Pointer-generator Networks add Pointer Networks on the basis of Seq2Seq. Firstly, take a look at the model structure diagram of Seq2Seq, as shown below.

In Seq2Seq, the Decoder output and Encoder output at each moment are used to calculate the Attention score, and according to the Attention score, the Encoder output is fused to get the context vector. Pass the output of the Context Vector and Decoder into Softmax to get the probability distribution of the tokens in the dictionary. The calculation formula is as follows:

Pointer-generator Networks add the mechanism of Pointer network to Seq2Seq. The model is shown in the following figure.

It can be seen that the probability distribution P_vocab (green part in the figure) predicted by Seq2Seq of Poor-Generator Networks is added with the Attention distribution (blue part in the figure) to obtain the final probability distribution. P_vocab didn’t have the word “2-0”, but the Attention distribution included “2-0”, so the final distribution added “2-0” to alleviate the OOV problem. Pointer-generator Networks add two distributions together with a parameter p_gen, which p_gen is learned from.

2.2 coverage mechanism

In order to avoid repeated sequences generated by the model and omitted translation, pointer-generator Networks added coverage mechanism. A coverage vector CT was used to record all Attention scores before time t. Therefore, the value of each token in the coverage vector could be used to determine whether the token was used, and the one with a higher value was more likely to be used.

Then add the coverage vector when calculating Attention.
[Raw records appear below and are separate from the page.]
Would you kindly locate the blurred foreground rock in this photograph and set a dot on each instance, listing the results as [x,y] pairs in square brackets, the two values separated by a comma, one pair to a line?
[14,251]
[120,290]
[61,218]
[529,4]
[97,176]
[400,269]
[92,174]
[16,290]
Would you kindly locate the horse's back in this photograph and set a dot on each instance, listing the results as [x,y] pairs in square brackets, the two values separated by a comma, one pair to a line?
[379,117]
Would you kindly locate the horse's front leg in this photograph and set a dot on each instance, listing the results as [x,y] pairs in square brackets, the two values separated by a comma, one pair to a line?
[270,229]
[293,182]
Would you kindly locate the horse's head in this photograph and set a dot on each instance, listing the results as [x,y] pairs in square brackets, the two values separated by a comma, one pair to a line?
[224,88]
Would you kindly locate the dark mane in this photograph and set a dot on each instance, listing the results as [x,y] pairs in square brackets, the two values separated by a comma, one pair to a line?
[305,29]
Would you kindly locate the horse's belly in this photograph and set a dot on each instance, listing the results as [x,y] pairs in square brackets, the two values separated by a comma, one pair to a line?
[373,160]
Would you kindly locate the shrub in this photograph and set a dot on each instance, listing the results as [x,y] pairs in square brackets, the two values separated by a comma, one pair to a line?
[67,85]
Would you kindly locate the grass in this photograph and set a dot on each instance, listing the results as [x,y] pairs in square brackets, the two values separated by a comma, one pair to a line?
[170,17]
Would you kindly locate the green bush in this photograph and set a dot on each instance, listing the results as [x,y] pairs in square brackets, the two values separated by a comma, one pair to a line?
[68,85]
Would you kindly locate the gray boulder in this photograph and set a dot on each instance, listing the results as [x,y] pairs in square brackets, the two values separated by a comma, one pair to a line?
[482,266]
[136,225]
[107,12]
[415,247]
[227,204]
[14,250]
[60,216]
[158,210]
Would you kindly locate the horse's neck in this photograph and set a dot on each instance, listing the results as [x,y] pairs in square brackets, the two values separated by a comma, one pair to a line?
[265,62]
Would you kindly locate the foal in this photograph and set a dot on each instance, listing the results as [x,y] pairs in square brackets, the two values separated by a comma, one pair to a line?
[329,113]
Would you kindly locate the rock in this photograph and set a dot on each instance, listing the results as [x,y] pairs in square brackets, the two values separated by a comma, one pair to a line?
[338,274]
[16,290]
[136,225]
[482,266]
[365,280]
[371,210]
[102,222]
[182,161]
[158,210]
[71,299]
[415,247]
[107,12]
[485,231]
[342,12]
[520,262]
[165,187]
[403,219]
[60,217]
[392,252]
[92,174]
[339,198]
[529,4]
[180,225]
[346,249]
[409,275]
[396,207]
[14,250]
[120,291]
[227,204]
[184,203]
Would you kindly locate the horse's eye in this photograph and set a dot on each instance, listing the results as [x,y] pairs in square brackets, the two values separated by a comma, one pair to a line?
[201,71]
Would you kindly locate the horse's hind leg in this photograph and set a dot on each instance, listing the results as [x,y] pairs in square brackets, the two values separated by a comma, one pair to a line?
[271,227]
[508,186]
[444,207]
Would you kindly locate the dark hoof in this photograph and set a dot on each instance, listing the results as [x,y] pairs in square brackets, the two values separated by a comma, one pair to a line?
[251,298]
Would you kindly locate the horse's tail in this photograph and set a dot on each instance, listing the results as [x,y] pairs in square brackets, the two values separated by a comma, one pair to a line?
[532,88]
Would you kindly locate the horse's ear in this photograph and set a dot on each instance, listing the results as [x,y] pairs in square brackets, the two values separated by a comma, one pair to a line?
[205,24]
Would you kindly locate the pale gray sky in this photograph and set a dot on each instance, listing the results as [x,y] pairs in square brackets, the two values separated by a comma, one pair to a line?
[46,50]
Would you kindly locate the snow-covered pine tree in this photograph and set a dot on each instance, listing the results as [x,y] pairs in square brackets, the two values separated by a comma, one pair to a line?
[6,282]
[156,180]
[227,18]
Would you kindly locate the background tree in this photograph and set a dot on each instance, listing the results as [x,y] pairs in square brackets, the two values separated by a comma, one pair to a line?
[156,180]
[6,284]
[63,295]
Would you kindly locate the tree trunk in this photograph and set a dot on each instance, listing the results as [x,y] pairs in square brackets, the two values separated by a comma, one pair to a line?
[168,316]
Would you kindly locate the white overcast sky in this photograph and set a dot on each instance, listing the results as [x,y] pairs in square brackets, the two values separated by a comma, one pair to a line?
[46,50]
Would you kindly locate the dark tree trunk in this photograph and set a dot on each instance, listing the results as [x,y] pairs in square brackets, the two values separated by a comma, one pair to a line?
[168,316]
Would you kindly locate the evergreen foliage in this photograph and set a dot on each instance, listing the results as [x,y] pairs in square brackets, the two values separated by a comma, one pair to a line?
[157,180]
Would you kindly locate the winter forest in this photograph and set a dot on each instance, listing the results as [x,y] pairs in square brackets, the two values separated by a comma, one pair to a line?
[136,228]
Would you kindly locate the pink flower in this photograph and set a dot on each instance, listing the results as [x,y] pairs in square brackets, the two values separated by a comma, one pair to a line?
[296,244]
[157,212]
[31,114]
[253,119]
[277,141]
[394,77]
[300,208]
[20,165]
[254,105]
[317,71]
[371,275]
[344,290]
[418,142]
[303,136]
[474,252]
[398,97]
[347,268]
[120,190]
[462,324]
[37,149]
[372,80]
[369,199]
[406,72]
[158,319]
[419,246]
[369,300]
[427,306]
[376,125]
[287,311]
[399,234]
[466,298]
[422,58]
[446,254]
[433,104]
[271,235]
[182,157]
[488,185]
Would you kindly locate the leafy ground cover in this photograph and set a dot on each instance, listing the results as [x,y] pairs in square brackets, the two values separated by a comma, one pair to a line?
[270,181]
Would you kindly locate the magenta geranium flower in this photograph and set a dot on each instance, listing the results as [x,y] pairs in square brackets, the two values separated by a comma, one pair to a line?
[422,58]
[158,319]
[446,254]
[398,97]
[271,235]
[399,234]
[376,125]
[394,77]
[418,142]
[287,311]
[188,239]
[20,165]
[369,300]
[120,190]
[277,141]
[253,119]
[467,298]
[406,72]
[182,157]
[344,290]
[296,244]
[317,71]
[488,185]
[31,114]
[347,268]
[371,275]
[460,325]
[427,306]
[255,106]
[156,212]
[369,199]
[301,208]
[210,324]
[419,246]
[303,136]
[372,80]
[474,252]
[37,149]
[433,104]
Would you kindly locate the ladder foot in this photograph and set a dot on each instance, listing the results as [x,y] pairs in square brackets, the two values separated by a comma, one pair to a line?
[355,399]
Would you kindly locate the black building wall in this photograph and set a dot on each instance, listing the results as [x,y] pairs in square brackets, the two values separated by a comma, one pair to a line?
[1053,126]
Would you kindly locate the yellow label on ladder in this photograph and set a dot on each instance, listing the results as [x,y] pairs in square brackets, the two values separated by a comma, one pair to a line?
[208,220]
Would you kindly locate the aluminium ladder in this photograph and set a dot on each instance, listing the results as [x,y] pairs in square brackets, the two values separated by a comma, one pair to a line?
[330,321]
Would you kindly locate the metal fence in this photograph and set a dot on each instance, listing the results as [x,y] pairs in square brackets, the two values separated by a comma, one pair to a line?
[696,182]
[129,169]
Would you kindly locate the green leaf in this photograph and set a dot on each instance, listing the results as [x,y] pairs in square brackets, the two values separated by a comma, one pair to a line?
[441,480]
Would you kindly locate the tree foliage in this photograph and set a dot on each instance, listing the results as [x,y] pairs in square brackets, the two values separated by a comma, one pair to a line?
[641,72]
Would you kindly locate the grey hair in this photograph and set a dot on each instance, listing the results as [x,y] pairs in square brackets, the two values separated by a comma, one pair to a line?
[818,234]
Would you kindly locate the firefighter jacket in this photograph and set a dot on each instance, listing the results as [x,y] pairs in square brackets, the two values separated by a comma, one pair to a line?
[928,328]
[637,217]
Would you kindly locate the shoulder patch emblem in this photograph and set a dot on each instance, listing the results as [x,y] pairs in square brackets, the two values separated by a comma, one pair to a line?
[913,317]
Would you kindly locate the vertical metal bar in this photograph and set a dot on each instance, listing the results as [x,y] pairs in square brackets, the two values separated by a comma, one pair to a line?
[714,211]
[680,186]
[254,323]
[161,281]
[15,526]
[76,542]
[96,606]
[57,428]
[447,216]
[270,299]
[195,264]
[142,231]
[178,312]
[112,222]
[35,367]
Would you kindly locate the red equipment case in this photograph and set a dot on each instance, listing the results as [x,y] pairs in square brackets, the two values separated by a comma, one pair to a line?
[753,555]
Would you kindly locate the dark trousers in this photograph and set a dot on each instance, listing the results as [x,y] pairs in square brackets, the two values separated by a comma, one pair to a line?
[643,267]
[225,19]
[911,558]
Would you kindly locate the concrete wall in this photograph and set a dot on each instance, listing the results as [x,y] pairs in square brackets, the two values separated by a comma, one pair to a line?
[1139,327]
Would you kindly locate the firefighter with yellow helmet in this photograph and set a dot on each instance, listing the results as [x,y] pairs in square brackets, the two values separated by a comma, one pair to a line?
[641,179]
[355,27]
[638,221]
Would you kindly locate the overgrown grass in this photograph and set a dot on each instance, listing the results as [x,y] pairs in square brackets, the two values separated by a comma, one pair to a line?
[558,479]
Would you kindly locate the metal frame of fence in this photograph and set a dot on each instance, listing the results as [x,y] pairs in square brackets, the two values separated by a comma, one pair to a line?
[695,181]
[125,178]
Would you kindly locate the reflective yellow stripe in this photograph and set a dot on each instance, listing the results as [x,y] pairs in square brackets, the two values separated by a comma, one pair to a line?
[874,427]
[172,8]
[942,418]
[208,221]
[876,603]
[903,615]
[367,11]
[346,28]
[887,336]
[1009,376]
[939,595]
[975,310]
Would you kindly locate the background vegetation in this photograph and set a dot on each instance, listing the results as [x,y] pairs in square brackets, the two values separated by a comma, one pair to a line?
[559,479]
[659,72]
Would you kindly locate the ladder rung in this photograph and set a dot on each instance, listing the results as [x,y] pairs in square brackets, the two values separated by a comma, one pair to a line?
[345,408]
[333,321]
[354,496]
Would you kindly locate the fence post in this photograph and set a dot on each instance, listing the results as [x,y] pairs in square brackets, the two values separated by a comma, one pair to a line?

Finally, add coverage Loss to Loss. It can be seen that for the ith word, if the attention value and coverage value are both large, it indicates that word I has been generated with a high probability before, and the coverage Loss will be large at this time.

2.3 Experimental Results

The above is the comparison of the three models, the blue is the reference abstract, the red is the error abstract, it can be seen that the Seq2Seq model of the abstract contains many errors and UNK words. The green ones are repeated summaries. Pointer-generator Networks generate repeated summaries although they have fewer errors and unknown words. However, pointer-generator Networks with coverage mechanism can better avoid repeated summaries.

3.Multi-Source Pointer Network

Multi-source Pointer Network (hereinafter referred to as MS-Pointer) It was proposed by the Alibaba team to generate product titles.

Ms-pointer requires two data sources, one of which is the original title of the item and the other is some additional information. The additional information is called “knowledge” and mainly contains the product name and brand name, similar to some product labels.

Since the title of a product should not introduce irrelevant information and keep the original important information, MS-Pointer adopts an extraction method, and all the tokens in the abstract come from the title or “knowledge”.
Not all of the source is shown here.